Yes, I said grateful. I'm thankful for the challenge.

Let me see if I can give a couple examples:
  • In part of my life, I'm a computer, graphic design, desktop publisher, website person. That means that sometimes my coworker is a computer that refuses to listen to a word I say or do a single thing that I want. And that challenges me, to try harder, to think farther outside the box and sometimes to ask for help. It challenges me to ask for the excellence and connection I desire. And that's something I'm not good at in all of the my life. I have a lot to learn about asking for, demanding the excellence that I know can be (Not perfection but also not sloppiness). The idiot of a machine helps me celebrate the beautiful vision I have inside. 
  • Some of my life is focused on relationships; family, extended family, friends. Relationships are messy at best and devastating at their worst. I hate conflict! But when I don't run, when I stay for the struggle and sit with the discomfort, when I stay to listen to the other's story and  ask the hard questions: "what is the most loving thing to do now? " I learn that there is oh so much more to love and grace than I could possibly have imagined.
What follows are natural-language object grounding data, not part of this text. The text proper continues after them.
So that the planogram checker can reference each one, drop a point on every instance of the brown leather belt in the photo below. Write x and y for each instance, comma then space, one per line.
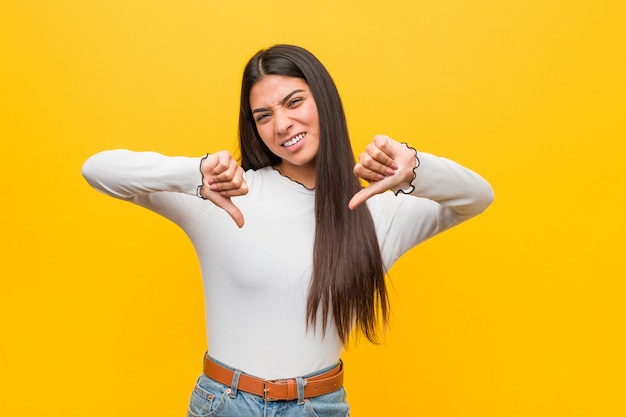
278, 390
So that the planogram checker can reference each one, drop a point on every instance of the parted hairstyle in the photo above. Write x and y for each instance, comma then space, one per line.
348, 277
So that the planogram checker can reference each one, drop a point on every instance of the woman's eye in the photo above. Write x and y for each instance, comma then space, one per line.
295, 101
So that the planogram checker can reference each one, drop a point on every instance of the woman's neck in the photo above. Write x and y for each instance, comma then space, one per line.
303, 175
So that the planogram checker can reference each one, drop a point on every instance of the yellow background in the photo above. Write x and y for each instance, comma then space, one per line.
519, 312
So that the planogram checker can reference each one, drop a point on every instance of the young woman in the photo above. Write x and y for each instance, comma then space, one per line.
293, 250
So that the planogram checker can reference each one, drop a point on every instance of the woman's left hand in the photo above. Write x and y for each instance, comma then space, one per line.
386, 164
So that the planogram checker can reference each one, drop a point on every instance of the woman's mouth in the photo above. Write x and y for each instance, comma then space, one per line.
294, 140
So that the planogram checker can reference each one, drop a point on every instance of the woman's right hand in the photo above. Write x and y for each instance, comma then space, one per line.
222, 178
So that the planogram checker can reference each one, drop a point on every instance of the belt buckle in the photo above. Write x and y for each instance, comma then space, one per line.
266, 390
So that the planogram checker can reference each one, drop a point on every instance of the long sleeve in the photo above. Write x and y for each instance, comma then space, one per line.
166, 185
443, 195
124, 174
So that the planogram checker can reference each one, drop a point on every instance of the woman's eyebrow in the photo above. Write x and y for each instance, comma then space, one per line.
282, 102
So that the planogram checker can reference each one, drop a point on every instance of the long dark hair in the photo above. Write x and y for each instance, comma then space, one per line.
348, 281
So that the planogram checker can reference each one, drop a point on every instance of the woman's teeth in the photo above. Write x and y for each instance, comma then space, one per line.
294, 140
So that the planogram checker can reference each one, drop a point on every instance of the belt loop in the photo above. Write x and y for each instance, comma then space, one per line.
300, 382
234, 384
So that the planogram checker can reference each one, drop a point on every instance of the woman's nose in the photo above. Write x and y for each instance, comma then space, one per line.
282, 123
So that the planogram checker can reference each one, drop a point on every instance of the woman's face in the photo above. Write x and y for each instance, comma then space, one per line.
286, 118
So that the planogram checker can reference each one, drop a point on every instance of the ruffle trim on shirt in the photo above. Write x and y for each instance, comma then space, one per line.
201, 177
292, 180
417, 164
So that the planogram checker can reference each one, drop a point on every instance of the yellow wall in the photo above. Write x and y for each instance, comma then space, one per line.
518, 313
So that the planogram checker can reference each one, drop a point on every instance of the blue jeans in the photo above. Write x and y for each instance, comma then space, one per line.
212, 399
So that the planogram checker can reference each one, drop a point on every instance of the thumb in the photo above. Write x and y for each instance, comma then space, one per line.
375, 187
233, 211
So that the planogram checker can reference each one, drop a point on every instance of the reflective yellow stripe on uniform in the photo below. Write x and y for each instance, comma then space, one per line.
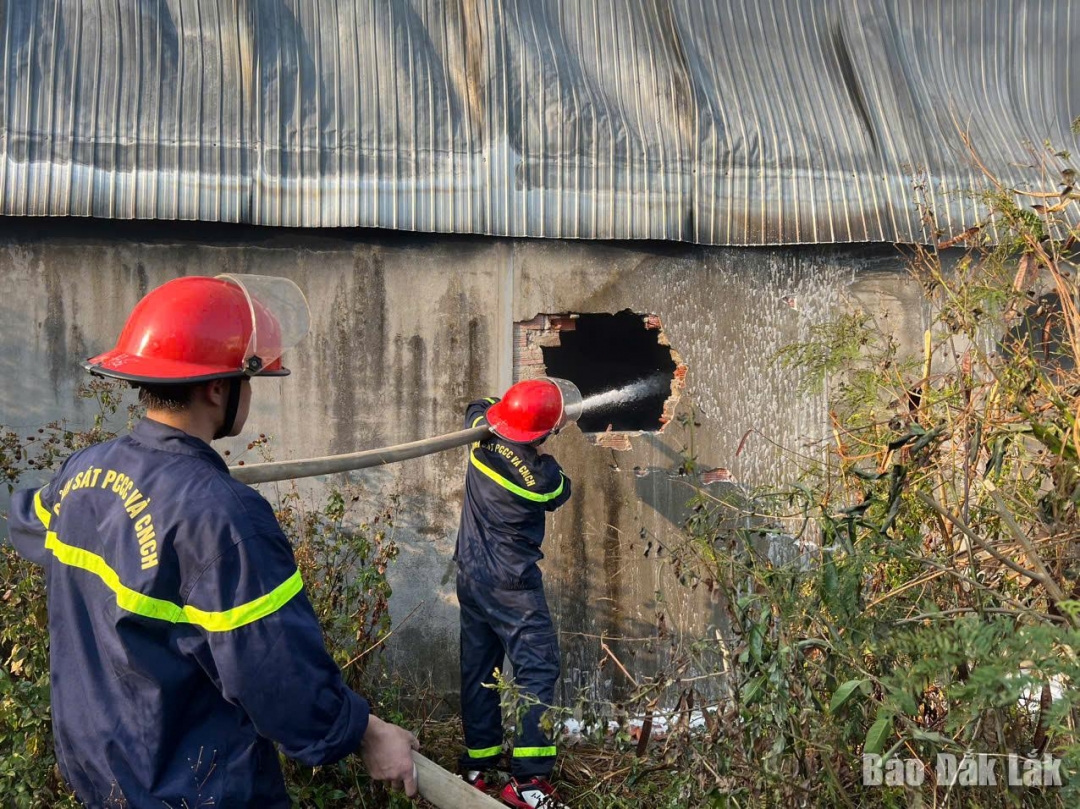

  • 150 boxes--Last year I went through and got rid of most of the contents of 150 boxes in my basement. That was very challenging, one of the hardest things I've ever done. It felt like ripping band aids off every day. I wanted so many times to just walk away and just let the stuff be there like it always had been. but I stayed and I kept at it and one day, I realized that letting go felt better than hanging on and now I have breathing space and an extra play space for my grandchildren. It gives me hope that i can let go again in the future and even more space will open up.
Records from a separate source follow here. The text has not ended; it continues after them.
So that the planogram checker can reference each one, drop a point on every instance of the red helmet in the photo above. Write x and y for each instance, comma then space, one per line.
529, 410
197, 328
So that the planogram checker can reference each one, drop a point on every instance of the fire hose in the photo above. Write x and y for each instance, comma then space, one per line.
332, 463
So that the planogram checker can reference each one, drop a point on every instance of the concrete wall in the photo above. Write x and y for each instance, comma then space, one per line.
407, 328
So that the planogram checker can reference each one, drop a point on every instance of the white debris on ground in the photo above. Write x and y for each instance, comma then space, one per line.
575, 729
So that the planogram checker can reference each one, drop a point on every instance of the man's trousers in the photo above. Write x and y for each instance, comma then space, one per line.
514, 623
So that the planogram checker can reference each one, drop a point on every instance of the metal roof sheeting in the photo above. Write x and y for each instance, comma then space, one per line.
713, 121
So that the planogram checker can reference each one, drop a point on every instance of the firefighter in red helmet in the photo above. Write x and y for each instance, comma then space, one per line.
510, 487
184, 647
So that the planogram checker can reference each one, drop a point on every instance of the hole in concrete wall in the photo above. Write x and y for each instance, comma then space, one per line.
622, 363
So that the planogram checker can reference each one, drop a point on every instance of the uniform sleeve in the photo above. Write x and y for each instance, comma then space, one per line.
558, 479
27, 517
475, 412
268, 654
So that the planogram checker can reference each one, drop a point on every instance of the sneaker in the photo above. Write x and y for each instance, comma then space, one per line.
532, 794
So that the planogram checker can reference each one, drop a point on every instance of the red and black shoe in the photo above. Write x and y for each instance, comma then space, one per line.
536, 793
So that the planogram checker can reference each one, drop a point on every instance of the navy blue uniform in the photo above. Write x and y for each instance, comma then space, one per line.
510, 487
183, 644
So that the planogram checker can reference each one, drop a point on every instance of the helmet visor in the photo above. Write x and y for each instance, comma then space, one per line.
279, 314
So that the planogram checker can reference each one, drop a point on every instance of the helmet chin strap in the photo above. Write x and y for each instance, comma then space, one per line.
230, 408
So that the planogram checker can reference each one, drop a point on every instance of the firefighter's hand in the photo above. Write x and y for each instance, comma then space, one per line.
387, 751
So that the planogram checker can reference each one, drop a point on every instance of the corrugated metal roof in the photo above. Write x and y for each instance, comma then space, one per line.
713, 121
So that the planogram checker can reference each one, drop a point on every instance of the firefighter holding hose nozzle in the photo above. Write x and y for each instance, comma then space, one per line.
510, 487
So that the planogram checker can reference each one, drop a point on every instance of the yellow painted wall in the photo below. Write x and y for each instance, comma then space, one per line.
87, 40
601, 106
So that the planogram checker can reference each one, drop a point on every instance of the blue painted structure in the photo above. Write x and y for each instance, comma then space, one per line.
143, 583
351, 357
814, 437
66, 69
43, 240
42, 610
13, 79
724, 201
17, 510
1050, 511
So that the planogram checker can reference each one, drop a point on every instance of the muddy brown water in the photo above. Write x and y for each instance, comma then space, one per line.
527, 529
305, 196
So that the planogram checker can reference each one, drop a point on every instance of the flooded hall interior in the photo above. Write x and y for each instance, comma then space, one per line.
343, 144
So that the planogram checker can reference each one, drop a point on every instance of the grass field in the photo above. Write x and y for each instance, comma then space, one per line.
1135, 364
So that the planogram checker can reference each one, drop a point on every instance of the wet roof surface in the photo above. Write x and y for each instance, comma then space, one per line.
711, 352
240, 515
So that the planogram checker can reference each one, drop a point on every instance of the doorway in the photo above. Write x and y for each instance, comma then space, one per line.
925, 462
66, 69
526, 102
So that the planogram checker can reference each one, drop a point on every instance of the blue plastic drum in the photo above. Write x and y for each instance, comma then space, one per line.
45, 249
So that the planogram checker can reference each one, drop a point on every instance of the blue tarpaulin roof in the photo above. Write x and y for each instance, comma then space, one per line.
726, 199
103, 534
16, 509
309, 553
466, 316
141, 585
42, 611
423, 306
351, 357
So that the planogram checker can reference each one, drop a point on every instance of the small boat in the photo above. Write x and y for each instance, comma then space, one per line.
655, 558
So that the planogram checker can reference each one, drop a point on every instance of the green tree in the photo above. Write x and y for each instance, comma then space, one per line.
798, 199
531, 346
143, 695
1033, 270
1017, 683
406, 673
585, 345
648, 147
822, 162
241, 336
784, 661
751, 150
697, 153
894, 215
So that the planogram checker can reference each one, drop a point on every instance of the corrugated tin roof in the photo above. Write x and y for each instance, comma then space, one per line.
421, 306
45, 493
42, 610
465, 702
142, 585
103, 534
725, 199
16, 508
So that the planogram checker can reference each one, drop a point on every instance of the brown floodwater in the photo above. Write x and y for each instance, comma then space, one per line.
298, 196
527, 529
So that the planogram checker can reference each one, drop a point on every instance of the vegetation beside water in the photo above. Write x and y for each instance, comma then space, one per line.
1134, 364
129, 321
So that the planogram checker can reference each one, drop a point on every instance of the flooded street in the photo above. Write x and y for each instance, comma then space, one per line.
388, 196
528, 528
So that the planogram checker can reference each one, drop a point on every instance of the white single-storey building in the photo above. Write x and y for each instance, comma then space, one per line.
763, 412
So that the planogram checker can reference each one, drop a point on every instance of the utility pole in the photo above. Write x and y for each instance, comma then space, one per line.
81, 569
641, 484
  • Grief--I think the best challenge has been sitting with grief...both my own and others. We want so badly to smooth it over, make it feel better. But when I sit gently on the couch with grief for awhile, I realize how precious the people are that I've lost and my compassion for how much I've had to say goodbye grows. And self-compassion does a lot for healing and finding peace! I am grateful for all the wonderful lessons grief has taught me.
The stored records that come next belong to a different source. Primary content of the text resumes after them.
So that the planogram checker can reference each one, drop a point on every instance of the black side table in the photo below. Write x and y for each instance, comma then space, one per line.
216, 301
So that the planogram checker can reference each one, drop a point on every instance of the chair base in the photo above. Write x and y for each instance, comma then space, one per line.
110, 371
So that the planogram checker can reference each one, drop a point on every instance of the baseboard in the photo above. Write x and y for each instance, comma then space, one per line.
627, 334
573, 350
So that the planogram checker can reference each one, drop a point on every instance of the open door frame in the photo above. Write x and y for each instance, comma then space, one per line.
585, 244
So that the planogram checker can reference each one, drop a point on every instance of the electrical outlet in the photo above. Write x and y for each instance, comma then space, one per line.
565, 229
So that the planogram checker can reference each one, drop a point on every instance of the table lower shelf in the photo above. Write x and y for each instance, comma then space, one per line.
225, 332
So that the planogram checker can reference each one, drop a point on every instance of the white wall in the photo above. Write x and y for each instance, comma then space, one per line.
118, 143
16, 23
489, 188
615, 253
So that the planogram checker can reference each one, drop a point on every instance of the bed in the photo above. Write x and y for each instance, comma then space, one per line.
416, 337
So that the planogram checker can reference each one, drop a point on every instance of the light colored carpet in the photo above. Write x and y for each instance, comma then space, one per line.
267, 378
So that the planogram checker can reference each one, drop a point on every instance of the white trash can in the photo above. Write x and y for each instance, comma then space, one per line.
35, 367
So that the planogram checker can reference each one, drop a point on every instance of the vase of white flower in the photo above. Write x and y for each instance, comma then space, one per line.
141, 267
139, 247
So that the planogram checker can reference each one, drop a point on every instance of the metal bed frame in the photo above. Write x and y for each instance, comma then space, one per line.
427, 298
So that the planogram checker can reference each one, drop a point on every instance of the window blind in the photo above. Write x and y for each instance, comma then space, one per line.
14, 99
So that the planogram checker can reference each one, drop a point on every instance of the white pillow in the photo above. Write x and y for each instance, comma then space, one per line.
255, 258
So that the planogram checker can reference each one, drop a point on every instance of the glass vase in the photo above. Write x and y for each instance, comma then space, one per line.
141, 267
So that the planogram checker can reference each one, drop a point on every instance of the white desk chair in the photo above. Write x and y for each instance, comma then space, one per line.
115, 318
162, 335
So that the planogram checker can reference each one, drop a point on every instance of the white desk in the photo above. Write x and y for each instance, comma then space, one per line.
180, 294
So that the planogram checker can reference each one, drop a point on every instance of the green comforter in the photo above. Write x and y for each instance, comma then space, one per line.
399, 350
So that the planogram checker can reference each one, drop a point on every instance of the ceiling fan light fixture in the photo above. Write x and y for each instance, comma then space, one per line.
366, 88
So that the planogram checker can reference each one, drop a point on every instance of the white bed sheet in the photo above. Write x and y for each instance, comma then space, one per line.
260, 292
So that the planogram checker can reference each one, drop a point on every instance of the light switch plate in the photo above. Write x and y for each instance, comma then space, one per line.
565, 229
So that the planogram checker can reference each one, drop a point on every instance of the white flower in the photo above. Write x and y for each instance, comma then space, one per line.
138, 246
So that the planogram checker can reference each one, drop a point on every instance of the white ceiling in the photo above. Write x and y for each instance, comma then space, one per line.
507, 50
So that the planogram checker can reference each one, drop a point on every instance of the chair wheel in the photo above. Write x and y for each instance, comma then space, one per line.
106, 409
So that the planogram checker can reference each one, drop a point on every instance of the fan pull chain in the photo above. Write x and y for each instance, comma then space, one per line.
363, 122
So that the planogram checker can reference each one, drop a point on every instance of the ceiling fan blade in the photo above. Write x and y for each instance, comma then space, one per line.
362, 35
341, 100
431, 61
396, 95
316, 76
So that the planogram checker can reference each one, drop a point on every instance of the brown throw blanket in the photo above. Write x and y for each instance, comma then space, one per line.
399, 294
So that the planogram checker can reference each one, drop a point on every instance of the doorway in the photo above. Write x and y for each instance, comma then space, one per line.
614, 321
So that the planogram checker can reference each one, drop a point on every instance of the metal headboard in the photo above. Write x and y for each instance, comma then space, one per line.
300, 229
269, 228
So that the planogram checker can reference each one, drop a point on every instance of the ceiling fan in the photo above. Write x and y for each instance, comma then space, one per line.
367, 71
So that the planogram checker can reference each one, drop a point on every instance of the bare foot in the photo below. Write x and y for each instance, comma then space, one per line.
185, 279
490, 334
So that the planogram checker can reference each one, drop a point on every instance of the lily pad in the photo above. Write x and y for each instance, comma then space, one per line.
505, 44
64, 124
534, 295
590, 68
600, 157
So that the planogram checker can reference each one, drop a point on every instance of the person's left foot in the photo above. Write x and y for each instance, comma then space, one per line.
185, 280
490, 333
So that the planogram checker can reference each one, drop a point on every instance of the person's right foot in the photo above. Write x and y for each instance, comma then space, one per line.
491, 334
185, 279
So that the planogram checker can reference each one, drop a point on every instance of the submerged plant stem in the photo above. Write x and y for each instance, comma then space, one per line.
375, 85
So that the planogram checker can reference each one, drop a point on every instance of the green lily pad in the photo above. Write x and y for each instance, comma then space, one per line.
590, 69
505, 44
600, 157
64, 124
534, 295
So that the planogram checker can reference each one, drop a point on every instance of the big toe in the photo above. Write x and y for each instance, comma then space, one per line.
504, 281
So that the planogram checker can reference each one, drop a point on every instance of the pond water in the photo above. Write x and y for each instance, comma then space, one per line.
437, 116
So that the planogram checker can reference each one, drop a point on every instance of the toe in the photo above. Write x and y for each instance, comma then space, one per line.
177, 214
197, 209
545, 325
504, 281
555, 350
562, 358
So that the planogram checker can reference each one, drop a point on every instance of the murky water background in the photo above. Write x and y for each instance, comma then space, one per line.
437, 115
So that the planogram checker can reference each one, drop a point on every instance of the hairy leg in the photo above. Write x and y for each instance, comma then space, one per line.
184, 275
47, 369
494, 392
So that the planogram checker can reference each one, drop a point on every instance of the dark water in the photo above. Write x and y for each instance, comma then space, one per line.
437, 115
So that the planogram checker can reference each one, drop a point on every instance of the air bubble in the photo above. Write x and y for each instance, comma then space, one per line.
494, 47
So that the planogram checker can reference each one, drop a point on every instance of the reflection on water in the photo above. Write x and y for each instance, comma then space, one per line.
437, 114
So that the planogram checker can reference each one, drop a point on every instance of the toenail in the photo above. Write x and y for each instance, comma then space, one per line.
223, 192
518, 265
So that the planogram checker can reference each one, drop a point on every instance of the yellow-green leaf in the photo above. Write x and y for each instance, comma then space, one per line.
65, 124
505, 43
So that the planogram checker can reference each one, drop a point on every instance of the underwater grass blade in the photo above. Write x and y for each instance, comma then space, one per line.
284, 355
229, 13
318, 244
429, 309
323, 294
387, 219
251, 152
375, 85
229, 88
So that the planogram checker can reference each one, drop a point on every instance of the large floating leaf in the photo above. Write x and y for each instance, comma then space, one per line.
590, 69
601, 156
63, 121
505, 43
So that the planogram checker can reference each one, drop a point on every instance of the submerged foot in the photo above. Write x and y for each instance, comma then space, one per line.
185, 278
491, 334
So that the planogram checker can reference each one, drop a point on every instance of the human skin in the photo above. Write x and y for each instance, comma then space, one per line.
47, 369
Yep! that's me hiking the cliffs at Devil's Lake St. Park, WI
I guess what I'm trying to say is that the hardest, mostly challenging things to work for have held the key to something I really value, something that ultimately I am deeply grateful for. Like climbing the mountain is worth it for the view and perspective AND to discover I am strong enough to get there!

Then suddenly the challenge becomes part of the abundance. And that's a divine grace in my book! I think that's part of how God's love redeems us, by turning the struggle into a gift.